Cette issue est encore hors de portée pour une classe qui sort d’une longue période de repli et de recul de sa combativité. Cependant, nous ferions fausse route si nous jugions la situation à partir des luttes de la classe d’aujourd’hui. Face à l’intensification des cadences de production et aux restrictions de toutes sortes, les réactions ouvrières seront tout autres. Par ailleurs, les États vont se « blinder » (police, etc..) contre les populations, contribuant à dissiper les illusions démocratiques.
Il n’existe pas de raccourci, de solutions miracles ou « tactiques » de type électoral, parlementaire ou syndical, sur le chemin de la reprise de la lutte. L’histoire a largement montré que l’action indépendante de la classe ouvrière, au travers de ses propres organisations crées pour les besoins du combat et unissant le plus grand nombre de travailleurs en mouvement, est le levier du rapport de forces. Ces méthodes sont une boussole toujours actuelle pour orienter les militants issus de la classe et désireux de s’engager pour les intérêts à long terme de celle-ci.

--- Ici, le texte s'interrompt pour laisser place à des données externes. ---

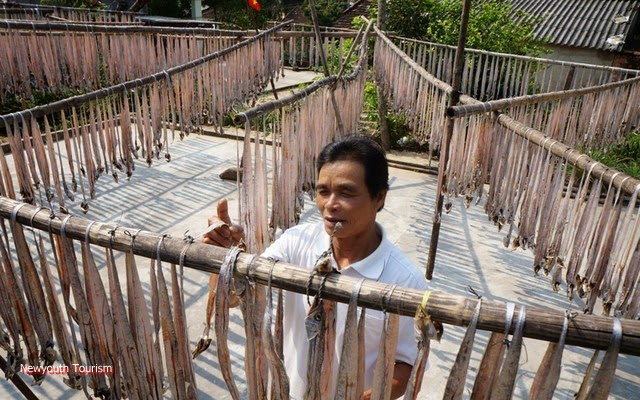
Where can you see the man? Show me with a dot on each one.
(351, 188)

Il y a urgence pour les internationalistes de s’organiser contre la guerre et les campagnes de la bourgeoisie pour nous faire accepter ses sordides intérêts ! A la perspective de guerre impérialiste, les révolutionnaires doivent opposer leur propre bannière : l’action révolutionnaire du prolétariat de tous les pays !
FACE À CES MENACES AUXQUELLES NOTRE CLASSE EST CONFRONTÉE, LA TENDANCE COMMUNISTE INTERNATIONALISTE DÉFEND L’INITIATIVE INTERNATIONALE NO WAR BUT THE CLASS WAR (NWBCW), QUI A ÉTÉ REPRISE PAR DES CAMARADES DU MONDE ENTIER. L’INITIATIVE NWBCW PEUT CONSTITUER UN POINT DE RÉFÉRENCE POLITIQUE OUVERT POUR TOUS CEUX ET CELLES QUI VOIENT LA NÉCESSITÉ DE LA LUTTE DES TRAVAILLEURS CONTRE LES ATTAQUES ÉCONOMIQUES DU CAPITAL ET SA DESCENTE DANS LA RIVALITÉ IMPÉRIALISTE, QUI N’ONT AUCUNE ILLUSION SUR LE PACIFISME OU LA POSSIBILITÉ DE PASSER PAR LES INSTITUTIONS CAPITALISTES POUR PRÉSERVER L’HUMANITÉ DE LA BARBARIE CAPITALISTE. L’AUGMENTATION DU COÛT DE LA VIE ET LA MILITARISATION GALOPANTE DEPUIS L’INVASION DE L’UKRAINE SONT DES EXPRESSIONS DE LA MÊME CRISE CAPITALISTE.